Published in final edited form as: Biochem Soc Trans. 2020 Jun 30;48(3):1101–1108. doi: 10.1042/BST20191092

Systems approach to rational combination therapy: PARP inhibitors

Chaoyang Sun 1, Yong Fang 2, Marilyne Labrie 2, Xi Li 2, Gordon B Mills 2
PMCID: PMC7329579  NIHMSID: NIHMS1600841  PMID: 32379297

Abstract

Poly (ADP-ribose) polymerase inhibitors (PARPi) have demonstrated activity across a broad spectrum of molecular backgrounds and tumor types, with the greatest activity observed in patients with aberrations in the homologous recombination DNA damage repair pathway. Despite remarkable responses in a subset of patients, the response is usually modest and transient due to the almost inevitable emergence of resistance. Tumors develop resistance through rapid adaptation to the effects of PARPi as well as by generation or selection of genomic aberration. Although adaptive responses results in drug resistance, it also induces therapeutic vulnerabilities that could be exploited with rational combination therapies. To fulfill this role, we established the Combinatorial Adaptive Response Therapy (CART) platform by performing reverse-phase protein arrays (RPPA) to characterize adaptive responses, and develop rational combination therapies.
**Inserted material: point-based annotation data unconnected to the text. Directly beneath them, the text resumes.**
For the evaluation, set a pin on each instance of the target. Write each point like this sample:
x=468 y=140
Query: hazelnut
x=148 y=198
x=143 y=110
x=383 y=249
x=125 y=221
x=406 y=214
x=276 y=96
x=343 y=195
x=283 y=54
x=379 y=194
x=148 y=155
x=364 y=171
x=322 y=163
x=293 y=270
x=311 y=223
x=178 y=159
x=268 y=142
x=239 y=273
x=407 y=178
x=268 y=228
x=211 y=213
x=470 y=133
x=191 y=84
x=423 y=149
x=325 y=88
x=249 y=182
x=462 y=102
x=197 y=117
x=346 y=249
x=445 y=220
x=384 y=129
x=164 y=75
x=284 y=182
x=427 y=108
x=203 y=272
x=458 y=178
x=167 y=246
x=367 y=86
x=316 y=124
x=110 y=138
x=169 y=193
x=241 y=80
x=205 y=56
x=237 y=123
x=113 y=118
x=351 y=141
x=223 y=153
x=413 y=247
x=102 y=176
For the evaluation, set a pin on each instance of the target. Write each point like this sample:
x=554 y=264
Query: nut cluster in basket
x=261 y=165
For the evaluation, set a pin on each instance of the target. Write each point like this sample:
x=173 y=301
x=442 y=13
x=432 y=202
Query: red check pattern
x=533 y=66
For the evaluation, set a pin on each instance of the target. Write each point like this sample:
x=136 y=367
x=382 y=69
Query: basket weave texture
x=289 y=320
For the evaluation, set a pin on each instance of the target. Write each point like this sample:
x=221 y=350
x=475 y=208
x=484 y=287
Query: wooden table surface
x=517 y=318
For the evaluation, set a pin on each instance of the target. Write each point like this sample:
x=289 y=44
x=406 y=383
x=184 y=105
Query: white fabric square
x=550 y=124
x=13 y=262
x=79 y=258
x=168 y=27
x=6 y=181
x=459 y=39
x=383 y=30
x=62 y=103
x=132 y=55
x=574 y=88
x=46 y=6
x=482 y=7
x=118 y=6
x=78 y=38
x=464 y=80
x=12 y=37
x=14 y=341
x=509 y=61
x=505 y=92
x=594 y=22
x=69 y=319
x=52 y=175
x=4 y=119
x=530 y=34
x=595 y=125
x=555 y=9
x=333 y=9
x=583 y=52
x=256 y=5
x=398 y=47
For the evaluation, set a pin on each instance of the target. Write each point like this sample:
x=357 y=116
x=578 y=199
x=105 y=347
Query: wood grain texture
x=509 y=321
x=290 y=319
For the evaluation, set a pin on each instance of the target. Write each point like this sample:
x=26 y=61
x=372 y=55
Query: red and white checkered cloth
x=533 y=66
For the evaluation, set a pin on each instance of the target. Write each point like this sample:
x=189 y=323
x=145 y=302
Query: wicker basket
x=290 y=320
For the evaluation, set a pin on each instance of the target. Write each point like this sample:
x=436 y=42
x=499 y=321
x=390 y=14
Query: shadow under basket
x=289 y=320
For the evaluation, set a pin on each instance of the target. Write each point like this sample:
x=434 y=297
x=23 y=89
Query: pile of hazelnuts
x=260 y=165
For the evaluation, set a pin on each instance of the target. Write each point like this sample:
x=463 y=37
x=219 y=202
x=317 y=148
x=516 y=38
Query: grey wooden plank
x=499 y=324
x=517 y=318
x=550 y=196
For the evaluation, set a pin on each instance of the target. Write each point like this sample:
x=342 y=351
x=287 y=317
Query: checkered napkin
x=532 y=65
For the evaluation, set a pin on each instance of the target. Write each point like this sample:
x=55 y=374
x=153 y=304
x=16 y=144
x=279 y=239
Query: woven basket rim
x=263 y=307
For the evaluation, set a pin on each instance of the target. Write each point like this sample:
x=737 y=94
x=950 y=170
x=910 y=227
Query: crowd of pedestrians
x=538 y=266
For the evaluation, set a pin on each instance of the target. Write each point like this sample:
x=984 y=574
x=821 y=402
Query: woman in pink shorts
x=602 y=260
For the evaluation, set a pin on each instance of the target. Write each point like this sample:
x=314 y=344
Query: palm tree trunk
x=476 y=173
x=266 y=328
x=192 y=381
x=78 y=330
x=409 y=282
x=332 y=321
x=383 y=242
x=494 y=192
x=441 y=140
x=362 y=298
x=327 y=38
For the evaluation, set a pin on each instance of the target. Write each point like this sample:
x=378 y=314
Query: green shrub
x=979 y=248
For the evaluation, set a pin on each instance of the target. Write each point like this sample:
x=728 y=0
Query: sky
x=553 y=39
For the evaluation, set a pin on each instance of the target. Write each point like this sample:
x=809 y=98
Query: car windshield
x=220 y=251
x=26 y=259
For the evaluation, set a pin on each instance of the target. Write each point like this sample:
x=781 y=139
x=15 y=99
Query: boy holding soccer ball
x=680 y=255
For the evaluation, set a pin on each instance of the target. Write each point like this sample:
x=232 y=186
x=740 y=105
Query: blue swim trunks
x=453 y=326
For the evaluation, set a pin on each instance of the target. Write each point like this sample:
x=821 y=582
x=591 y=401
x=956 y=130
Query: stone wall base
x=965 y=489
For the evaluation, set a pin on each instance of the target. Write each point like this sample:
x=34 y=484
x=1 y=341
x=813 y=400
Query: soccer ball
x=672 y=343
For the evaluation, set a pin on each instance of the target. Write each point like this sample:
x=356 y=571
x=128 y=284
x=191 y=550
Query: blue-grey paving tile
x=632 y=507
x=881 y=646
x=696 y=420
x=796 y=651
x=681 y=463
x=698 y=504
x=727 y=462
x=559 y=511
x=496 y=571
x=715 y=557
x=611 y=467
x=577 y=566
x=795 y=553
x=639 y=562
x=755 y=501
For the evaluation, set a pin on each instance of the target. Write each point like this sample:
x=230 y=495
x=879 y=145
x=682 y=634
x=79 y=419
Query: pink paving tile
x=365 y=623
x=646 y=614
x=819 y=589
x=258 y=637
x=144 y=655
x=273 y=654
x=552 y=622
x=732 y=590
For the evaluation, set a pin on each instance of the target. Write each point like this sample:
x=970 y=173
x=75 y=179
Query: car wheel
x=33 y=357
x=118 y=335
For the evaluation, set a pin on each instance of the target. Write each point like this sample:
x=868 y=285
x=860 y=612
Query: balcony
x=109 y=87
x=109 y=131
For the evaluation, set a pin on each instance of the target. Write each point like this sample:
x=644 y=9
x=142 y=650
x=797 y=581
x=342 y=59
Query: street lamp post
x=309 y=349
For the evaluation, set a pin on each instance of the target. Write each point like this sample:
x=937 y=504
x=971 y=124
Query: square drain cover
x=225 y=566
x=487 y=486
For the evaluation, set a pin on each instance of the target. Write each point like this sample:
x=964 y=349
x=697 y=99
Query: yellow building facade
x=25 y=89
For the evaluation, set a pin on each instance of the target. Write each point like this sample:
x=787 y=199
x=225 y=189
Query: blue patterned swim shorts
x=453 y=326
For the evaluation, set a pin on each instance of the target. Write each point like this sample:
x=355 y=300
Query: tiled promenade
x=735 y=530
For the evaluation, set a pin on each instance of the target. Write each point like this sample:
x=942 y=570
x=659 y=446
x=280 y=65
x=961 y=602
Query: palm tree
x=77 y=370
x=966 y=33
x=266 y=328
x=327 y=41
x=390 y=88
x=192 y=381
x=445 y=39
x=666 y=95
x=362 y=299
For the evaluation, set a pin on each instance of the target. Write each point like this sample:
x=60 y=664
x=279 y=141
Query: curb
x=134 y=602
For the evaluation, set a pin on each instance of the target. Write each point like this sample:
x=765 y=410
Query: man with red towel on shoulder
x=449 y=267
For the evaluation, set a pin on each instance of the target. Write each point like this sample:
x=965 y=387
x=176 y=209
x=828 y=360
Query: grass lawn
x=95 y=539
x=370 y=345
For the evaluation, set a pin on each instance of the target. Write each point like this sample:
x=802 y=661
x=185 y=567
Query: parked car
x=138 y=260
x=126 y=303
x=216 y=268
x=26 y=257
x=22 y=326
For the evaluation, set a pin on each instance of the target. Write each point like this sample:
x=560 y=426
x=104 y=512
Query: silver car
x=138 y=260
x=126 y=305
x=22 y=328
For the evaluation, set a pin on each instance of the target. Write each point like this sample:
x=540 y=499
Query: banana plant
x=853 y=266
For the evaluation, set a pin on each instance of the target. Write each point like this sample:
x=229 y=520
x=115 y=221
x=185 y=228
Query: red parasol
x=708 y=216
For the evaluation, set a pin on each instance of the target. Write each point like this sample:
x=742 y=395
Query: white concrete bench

Our series of studies strongly support the efficacy of this strategy, wherein targeting the emerging adaptive responses to PARPi with MEK/ERK inhibitors, WEE1/ATR inhibition (inhibitors of S phase and G2 DNA damage checkpoint), and PI3K/AKT/mTOR inhibition, and showed promising anti-tumor activity in various preclinical models. Importantly, this approach has been proven highly efficient, and several combinational therapies developed from the CART platform are being evaluated in ongoing clinical trials (NCT03801369, NCT03586661, NCT03162627, NCT03544125, NCT02659241, NCT02208375, NCT02316834, and NCT03637491).

Introduction

The poly (ADP-ribose) polymerase (PARP) family comprises a group of 17 members that play crucial roles in various aspects of DNA damage response (DDR)13. DDR involves numerous intertwined signaling pathways responsible for preventing, detecting, and repairing DNA damage. The primary function of PARPs is to detect single-strand break (SSBs), recruit DNA repair complexes, and stabilize replication forks. Homologous recombination repair (HR) is the leading high fidelity DNA repair pathway for double strand breaks (DSB). The rationale of the anti-tumor effects of PARP inhibitors (PARPi) in HR defective (HRD) cancers induced by BRCA1 or BRCA2 mutations, is based on the idea that compromise in SSBs repair caused by PARPi would result in the accumulated redundancy of SSBs convert to DSBs, which induce cancer cells with HRD the synthetic lethality1,4,5. In contrast, normal cells retain the capacity to repair DSBs through HR and are therefore resistant to PARPi4,5. Following implementation into the clinic, it was found that single-agent PARPi abrogate PARP autoribosylation resulting in a “PARP trapping” phenomenon that can lead to catastrophic events in cancer cells via the accumulation of a DNA-PARP complex1,6,7. Further, PARP is required for the protection of the replication fork with PARP inhibitors causing replication fork collapse that leads to addition DNA damage and action of replication stress and the S phase checkpoint. Together, the SSB and DSB induced by PARPi activate the G2 checkpoint providing an opportunity for DNA repair. Both replication stress and the DNA damage mediated cell cycle blockade provide additional therapeutic opportunities.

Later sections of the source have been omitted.